Like a post-colonial nation, the Night Runner is a person who has refused to grow up; he still considers people in their late 20s “young” and he probably would at double his age and, peradventure, when archaic and toothless continue marketing himself as young.

Even cynics weaned on the pessimism of Arthur Schopenhauer would be overjoyed to see some silver lining anywhere near the gloomy clouds of Kenyan literature. And there’s hope radiating from the weaknesses of Mochama’s book.

One lesson young writers could learn from Mochama is that you don’t need to have anything profound to say to put your pen to paper. Some incompetent editor might just publish you.

Additionally, there is no longer any need to display mastery of technique. Apart from the use of the first person narrator, there isn’t any other literary technique in the book that is worth writing home about. Maybe this is because the book is not meant to be a literary masterpiece or to be read by intelligent people.  Most importantly, you don’t need to talk about corruption and other ills facing the nation. Don’t say that corruption is as endemic as alcoholism in Kenya or that even if you don’t receive bribes, you would be an imbecile to swear that you would never bribe a government official to go waste in a pub.

Incidentally, most of the money received through corruption is not used to add any value to the corrupt guy’s life. It is all spent in bars; nobody would waste their clean hard-earned money the way Nairobians spend money on booze. That money is most likely stolen or obtained through other dubious means.

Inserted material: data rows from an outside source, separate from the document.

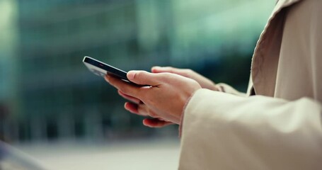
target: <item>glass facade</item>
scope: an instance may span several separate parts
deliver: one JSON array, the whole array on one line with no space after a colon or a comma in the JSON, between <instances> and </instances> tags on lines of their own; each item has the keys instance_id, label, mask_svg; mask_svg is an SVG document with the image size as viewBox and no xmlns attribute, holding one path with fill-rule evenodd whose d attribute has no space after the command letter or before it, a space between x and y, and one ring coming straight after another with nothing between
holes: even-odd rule
<instances>
[{"instance_id":1,"label":"glass facade","mask_svg":"<svg viewBox=\"0 0 322 170\"><path fill-rule=\"evenodd\" d=\"M150 129L127 113L125 100L87 70L84 56L125 70L190 67L244 90L273 6L259 0L16 3L16 97L7 123L13 141L177 135L176 126Z\"/></svg>"}]
</instances>

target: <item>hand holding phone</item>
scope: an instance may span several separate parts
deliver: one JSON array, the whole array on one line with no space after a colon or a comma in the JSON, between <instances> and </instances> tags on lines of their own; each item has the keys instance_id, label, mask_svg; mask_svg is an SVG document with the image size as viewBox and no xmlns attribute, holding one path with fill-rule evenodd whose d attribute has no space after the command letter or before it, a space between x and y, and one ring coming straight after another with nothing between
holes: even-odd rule
<instances>
[{"instance_id":1,"label":"hand holding phone","mask_svg":"<svg viewBox=\"0 0 322 170\"><path fill-rule=\"evenodd\" d=\"M127 73L122 69L115 68L88 56L84 57L83 62L91 72L98 76L104 77L108 73L125 81L130 82L127 77Z\"/></svg>"}]
</instances>

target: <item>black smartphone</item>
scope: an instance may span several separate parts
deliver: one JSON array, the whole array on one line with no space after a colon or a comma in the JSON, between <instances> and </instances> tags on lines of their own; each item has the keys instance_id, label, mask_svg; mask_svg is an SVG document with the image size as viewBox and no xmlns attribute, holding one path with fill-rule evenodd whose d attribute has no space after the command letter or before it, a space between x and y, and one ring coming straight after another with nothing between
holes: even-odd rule
<instances>
[{"instance_id":1,"label":"black smartphone","mask_svg":"<svg viewBox=\"0 0 322 170\"><path fill-rule=\"evenodd\" d=\"M127 73L122 69L115 68L88 56L84 57L83 62L91 72L98 76L105 76L108 73L125 81L130 82L127 77Z\"/></svg>"}]
</instances>

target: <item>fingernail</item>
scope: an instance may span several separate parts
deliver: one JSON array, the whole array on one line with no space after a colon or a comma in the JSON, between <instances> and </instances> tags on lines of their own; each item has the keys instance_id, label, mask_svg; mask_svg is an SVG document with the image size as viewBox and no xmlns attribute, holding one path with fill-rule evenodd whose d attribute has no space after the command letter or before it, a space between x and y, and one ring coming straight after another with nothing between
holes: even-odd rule
<instances>
[{"instance_id":1,"label":"fingernail","mask_svg":"<svg viewBox=\"0 0 322 170\"><path fill-rule=\"evenodd\" d=\"M160 66L154 66L154 67L152 67L152 69L161 69L161 67Z\"/></svg>"},{"instance_id":2,"label":"fingernail","mask_svg":"<svg viewBox=\"0 0 322 170\"><path fill-rule=\"evenodd\" d=\"M133 80L134 79L135 74L137 74L137 72L130 71L127 74L127 79L129 79L130 80Z\"/></svg>"}]
</instances>

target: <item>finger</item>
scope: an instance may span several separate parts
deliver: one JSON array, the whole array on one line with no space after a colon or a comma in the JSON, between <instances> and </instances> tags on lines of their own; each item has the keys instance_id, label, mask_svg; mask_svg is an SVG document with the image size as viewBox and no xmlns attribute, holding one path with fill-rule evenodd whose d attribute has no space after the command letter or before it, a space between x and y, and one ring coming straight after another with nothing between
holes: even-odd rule
<instances>
[{"instance_id":1,"label":"finger","mask_svg":"<svg viewBox=\"0 0 322 170\"><path fill-rule=\"evenodd\" d=\"M125 81L121 80L120 79L108 74L105 76L105 79L110 85L113 86L119 91L121 91L122 94L136 97L139 94L140 87L139 86L132 85Z\"/></svg>"},{"instance_id":2,"label":"finger","mask_svg":"<svg viewBox=\"0 0 322 170\"><path fill-rule=\"evenodd\" d=\"M156 86L160 84L160 80L156 74L145 71L130 71L127 76L130 81L137 84Z\"/></svg>"},{"instance_id":3,"label":"finger","mask_svg":"<svg viewBox=\"0 0 322 170\"><path fill-rule=\"evenodd\" d=\"M161 120L158 118L146 118L143 120L143 125L150 128L162 128L173 124L173 123Z\"/></svg>"},{"instance_id":4,"label":"finger","mask_svg":"<svg viewBox=\"0 0 322 170\"><path fill-rule=\"evenodd\" d=\"M117 91L117 93L118 93L118 94L120 94L120 96L122 96L124 98L129 100L134 103L139 104L139 103L142 103L139 99L132 97L131 96L127 95L127 94L124 94L123 92L122 92L121 91Z\"/></svg>"},{"instance_id":5,"label":"finger","mask_svg":"<svg viewBox=\"0 0 322 170\"><path fill-rule=\"evenodd\" d=\"M153 73L162 73L162 72L169 72L180 74L183 72L181 69L177 69L172 67L159 67L155 66L151 69L151 72Z\"/></svg>"},{"instance_id":6,"label":"finger","mask_svg":"<svg viewBox=\"0 0 322 170\"><path fill-rule=\"evenodd\" d=\"M139 105L133 103L126 102L124 105L124 108L132 113L142 116L148 116L148 113L146 108L144 107L144 104Z\"/></svg>"}]
</instances>

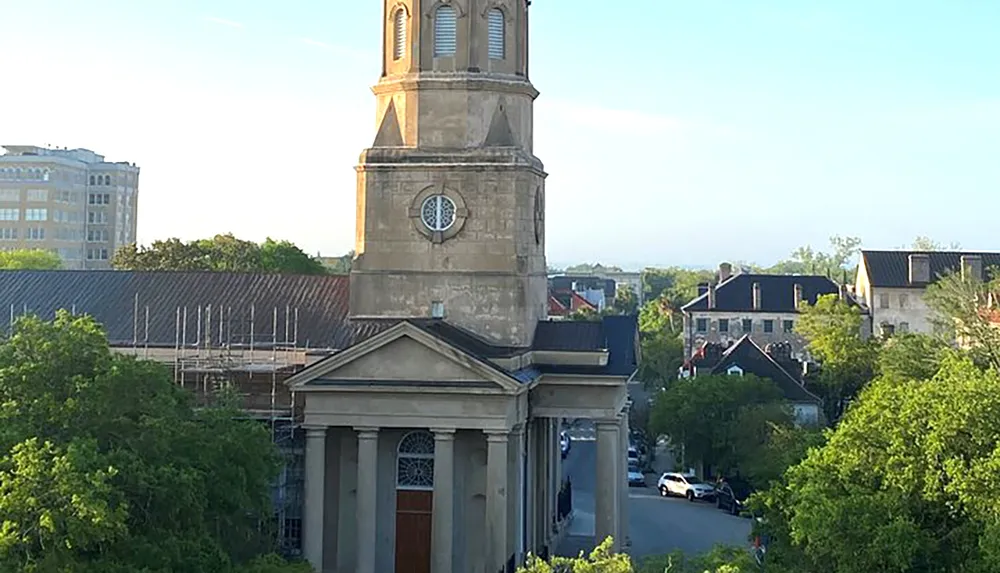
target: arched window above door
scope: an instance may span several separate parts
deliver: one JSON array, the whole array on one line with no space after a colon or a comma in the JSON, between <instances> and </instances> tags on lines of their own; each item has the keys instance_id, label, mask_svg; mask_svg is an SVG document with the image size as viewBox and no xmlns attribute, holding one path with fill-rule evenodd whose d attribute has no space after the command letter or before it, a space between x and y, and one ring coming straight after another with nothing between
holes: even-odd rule
<instances>
[{"instance_id":1,"label":"arched window above door","mask_svg":"<svg viewBox=\"0 0 1000 573\"><path fill-rule=\"evenodd\" d=\"M413 431L399 441L396 489L434 489L434 435L430 432Z\"/></svg>"}]
</instances>

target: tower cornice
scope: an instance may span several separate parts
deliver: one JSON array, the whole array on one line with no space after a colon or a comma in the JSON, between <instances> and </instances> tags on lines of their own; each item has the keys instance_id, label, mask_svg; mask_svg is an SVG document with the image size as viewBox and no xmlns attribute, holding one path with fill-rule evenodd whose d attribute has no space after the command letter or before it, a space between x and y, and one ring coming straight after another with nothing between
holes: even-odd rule
<instances>
[{"instance_id":1,"label":"tower cornice","mask_svg":"<svg viewBox=\"0 0 1000 573\"><path fill-rule=\"evenodd\" d=\"M492 91L498 93L525 95L532 100L538 97L538 90L528 80L521 76L482 75L476 73L433 74L421 72L406 76L387 77L372 86L375 95L386 95L397 92L435 90L435 91Z\"/></svg>"}]
</instances>

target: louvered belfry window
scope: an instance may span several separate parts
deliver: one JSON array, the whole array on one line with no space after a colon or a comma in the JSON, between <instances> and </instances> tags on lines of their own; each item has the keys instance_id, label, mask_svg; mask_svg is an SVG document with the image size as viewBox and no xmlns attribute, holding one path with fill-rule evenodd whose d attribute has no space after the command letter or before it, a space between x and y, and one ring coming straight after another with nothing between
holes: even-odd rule
<instances>
[{"instance_id":1,"label":"louvered belfry window","mask_svg":"<svg viewBox=\"0 0 1000 573\"><path fill-rule=\"evenodd\" d=\"M434 57L454 56L458 44L455 8L444 5L434 12Z\"/></svg>"},{"instance_id":2,"label":"louvered belfry window","mask_svg":"<svg viewBox=\"0 0 1000 573\"><path fill-rule=\"evenodd\" d=\"M490 35L490 59L502 60L506 57L506 46L504 45L504 19L503 10L493 8L489 12L489 35Z\"/></svg>"},{"instance_id":3,"label":"louvered belfry window","mask_svg":"<svg viewBox=\"0 0 1000 573\"><path fill-rule=\"evenodd\" d=\"M392 59L398 60L406 55L406 10L396 10L392 19Z\"/></svg>"}]
</instances>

Most of the people you see in pubs are therefore thieves, pimps, prostitutes, or drug dealers. But don’t say all this. Just play with the little English you know, and all will be fine.  The publishers of this book, Goethe-Institute and Native Intelligence, have done a superb job.  The paper and ink used are fantastic, and so is the binding. As a physical object, this is the most beautiful Nairobi-published book I’ve come across in my many years of just touching books.

But besides its outward beauty, the book has nothing of value. I learnt nothing new about Nairobi from it. Yet I wouldn’t condemn it. There must be people who love this kind of writing, and there’s a part of me, an inner doppelganger of sorts, that admires people who can audaciously open their mouth wide to speak even when they absolutely have nothing to say.